The Euston Manifesto (pron. "yoosten", IPA /ˈjuːstən/) is a declaration of principles by a group on the democratic left. The statement is a reaction to what are asserted to be widespread violations of left-wing principles by other left-wingers. The manifesto states that "the reconfiguration of progressive opinion that we aim for involves drawing a line between forces on the Left that remain true to its authentic values, and currents that have lately shown themselves rather too flexible about these values."

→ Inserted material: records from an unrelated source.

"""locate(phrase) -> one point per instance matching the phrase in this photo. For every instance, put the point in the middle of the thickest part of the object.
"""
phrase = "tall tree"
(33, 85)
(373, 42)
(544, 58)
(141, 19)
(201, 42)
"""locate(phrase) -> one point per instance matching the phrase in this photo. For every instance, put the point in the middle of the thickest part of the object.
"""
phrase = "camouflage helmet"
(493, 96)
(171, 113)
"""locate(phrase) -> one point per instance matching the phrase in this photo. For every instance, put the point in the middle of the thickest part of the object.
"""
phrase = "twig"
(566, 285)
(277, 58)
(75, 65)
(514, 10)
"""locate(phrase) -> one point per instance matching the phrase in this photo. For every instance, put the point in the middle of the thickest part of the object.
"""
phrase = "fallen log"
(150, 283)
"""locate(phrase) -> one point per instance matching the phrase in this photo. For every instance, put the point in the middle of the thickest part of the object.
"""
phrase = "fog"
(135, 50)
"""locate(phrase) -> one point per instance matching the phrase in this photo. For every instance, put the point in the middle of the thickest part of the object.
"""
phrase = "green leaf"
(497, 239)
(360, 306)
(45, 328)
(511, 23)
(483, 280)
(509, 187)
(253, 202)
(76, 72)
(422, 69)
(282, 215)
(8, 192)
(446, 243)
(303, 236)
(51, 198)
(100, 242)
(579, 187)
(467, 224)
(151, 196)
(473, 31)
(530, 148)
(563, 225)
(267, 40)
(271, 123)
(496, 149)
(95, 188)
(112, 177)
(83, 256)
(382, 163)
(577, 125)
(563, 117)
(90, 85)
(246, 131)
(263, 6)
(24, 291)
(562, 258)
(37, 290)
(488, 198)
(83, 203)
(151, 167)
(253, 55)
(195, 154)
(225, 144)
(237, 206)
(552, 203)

These alleged violations mainly concern the Middle East; for example the Iraq war, the Israeli-Palestinian conflict and the war on terror. Broadly speaking, the group asserts that the left as a whole is overly critical of the actions of Western governments, such as the military presence in Iraq, and correspondingly is overly supportive of forces opposing Western governments, such as anti-Western Iraqi forces. As the document puts it, "we must define ourselves against those for whom the entire progressive-democratic agenda has been subordinated to a blanket and simplistic 'anti-imperialism' and/or hostility to the current US administration."
The manifesto began as a conversation between friends, a gathering of (mainly British) academics, journalists, and activists. At their first meeting in London, they decided to write a "minimal manifesto", a short document summarising their core values. The original intention of its proposer was that the manifesto would provide a rallying point for a number of left-leaning blogs, to be collected by an aggregator, and the basis for a book collecting some of the best writing about related political questions. The group met more formally after the document's first drafting, at a branch of the O'Neill's Irish-themed pub chain on London's Euston Road — just across the road from the British Library — where the manifesto was named, and its content voted on. It was first published in the New Statesman on April 7, 2006.
The manifesto proposes a "fresh political alignment," which involves "making common cause with genuine democrats, whether socialist or not," in which the left stands for democracy, freedom, equality, internationalism, the open-source movement, and historical truth, while condemning all forms of tyranny, terrorism, anti-Americanism, racism, anti-SemitismJewish people behind the formula of "anti-Zionism". The signatories say they "reject fear of modernity, fear of freedom, irrationalism, the subordination of women," and "reaffirm the ideas that inspired the great rallying calls of the democratic revolutions of the eighteenth century: liberty, equality and solidarity; human rights; the pursuit of happiness ... But we are not zealots. For we embrace also the values of free enquiry, open dialogue and creative doubt, of care in judgement and a sense of the intractabilities of the world. We stand against all claims to a total — unquestionable or unquestioning — truth."